甚爾さんが何か言っていた気がしたが、私は構わず心地の良い声の子守唄に意識を委ねながら、睡魔の波に溺れて意識を手放した。

すぐ側から柔らかな笑い声が聞こえる。

「私が守るから、安心しておやすみ」




___




浅い、夢を見た。

私はヨレヨレの白衣を着ていて、小綺麗なデスクの上にある書類と向き合っていた。

『20××年 ×月×日 研究チーム解体のお知らせ』

どうやら私の所属する研究チームが解体されるらしい。
所定の期日までに引継書の作成と、研究室からの撤退準備を済ませるようにと記されていた。

ふいに、すぐ側から音がする。
ちゃぷり、ちゃぷりと…水が波立つその音は、私が研究している生命体そのものであった。

「……おはよう、私の可愛い生命」

私は長方形の水槽の側へ寄ると、上から見下ろしソレの様子を観察した。
半透明のぷよぷよとした身体からは、凡そ知性の欠片も感じられない。しかし、この子は実に優秀で、とても可愛い愛されるべき命なのだ。
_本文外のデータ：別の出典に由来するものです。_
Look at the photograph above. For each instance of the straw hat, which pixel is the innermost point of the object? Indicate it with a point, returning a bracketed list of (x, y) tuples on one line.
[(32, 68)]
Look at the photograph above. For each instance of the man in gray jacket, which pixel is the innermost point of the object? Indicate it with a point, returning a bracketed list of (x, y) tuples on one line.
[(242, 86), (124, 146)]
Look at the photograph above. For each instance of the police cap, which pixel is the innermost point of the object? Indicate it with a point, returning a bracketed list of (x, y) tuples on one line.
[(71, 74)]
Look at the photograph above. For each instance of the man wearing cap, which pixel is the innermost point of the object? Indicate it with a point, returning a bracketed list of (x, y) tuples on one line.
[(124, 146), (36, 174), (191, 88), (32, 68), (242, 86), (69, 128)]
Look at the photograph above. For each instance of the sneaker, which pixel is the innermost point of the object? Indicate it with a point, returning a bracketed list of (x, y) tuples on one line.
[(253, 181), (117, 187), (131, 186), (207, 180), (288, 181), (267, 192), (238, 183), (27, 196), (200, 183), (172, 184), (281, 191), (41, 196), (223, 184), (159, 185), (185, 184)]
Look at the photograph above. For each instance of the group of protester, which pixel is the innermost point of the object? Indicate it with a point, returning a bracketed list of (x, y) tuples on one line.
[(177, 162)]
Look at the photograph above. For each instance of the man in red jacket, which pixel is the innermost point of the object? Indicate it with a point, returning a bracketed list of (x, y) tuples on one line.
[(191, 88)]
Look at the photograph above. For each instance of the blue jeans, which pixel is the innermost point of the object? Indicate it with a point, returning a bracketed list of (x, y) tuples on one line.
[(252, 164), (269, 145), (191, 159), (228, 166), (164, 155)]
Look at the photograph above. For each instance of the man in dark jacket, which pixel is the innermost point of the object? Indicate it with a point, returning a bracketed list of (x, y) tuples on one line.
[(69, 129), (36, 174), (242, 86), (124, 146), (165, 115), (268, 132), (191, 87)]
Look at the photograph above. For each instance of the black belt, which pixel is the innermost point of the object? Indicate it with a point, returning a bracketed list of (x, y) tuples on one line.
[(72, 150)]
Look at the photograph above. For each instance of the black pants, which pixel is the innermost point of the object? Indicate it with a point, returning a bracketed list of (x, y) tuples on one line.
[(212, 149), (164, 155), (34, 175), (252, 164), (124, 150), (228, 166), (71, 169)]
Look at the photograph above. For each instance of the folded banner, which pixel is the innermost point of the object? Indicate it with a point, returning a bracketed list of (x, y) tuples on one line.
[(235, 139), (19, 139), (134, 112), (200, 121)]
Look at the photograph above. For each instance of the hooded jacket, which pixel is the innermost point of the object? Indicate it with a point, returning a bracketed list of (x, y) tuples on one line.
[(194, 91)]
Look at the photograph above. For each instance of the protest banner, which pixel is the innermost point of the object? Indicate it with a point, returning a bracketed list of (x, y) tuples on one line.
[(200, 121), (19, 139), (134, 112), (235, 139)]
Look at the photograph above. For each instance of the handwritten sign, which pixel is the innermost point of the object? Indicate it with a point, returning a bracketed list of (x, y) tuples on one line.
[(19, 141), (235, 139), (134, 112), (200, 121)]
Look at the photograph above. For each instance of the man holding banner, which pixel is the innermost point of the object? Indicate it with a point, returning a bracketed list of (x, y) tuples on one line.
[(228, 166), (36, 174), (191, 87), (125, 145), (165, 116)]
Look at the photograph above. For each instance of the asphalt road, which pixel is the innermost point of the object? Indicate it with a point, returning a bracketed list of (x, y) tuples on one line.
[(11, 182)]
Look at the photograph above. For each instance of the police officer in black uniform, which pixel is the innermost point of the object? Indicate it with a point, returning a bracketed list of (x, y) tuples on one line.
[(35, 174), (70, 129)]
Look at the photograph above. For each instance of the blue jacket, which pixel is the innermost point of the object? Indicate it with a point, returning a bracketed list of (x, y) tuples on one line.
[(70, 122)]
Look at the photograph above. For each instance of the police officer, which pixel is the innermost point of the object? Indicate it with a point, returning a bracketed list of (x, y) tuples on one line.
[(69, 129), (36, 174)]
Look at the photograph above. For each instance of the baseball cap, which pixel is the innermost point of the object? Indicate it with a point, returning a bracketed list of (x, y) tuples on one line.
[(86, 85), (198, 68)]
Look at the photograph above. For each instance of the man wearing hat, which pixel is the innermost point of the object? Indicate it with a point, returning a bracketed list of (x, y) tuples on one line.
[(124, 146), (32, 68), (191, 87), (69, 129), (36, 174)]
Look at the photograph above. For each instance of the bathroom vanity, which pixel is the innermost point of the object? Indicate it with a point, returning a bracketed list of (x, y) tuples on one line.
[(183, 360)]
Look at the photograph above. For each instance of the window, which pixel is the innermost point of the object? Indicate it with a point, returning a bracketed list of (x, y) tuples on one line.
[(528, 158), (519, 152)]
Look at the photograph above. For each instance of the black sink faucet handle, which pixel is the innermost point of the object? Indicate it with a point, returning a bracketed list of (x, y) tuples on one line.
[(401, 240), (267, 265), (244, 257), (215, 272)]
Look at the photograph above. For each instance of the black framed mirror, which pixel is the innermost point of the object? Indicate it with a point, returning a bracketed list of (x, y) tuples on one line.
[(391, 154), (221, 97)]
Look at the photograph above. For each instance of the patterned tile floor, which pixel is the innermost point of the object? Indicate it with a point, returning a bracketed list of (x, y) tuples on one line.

ホヤとは、私たちヒトが属する脊椎動物に最も近い無脊椎動物だ。
一見すると植物のようにも見れるが、脳神経、心臓、消化器官を持つ立派な動物だ。しかも、貝やイカなどの軟体動物よりも人間に近く、脊椎動物の原点となる「原索動物」とも呼ばれる生命体である。

ホヤが人間と似ている点は、その幼生体の見た目だ。
彼等は幼生時にオタマジャクシのような見た目をしており、ヒトの祖先もそうであったのではないかと現代の学術的には考えられている。

私が育てているこのホヤは新種の子で、私の元で様々な実験に付き合わされていた。

「君がヒトへと進化するその日を、見たかったのにな」

つるりとした冷たい水槽の表面を撫でる。
賢いこの子は私が指先を動かすと、そちらへ向かって揺れてくれた。

研究チームが解散となるならば、この子はどうしたら良いのだろう。
普通に考えれば、自然にも返せないこの子は破棄しなければならないのだろうが、沢山お世話になった可愛い命をそう安々と諦められるわけがない。

きっとそれはチームのメンバー皆が同じ思いなはずだ。
私は彼等と親しくしていたわけでは無いが、しかし心は同じはず。


これは夢で、これと良く似た現実に私はもういない。
だから、私はこの子を救えないけれど…いつかきっと、何処かの未来でこの子の進化を目にしたいと願った。

「私の子、可愛い子……」

オデコを水槽へとくっつけ、目を閉じる。

神様はね、悲しいことを見なくて良いように瞼を作ったんだって。
君にも瞼が出来るといい。
だってこの現実は、あまりにも君にとって理不尽だろうから。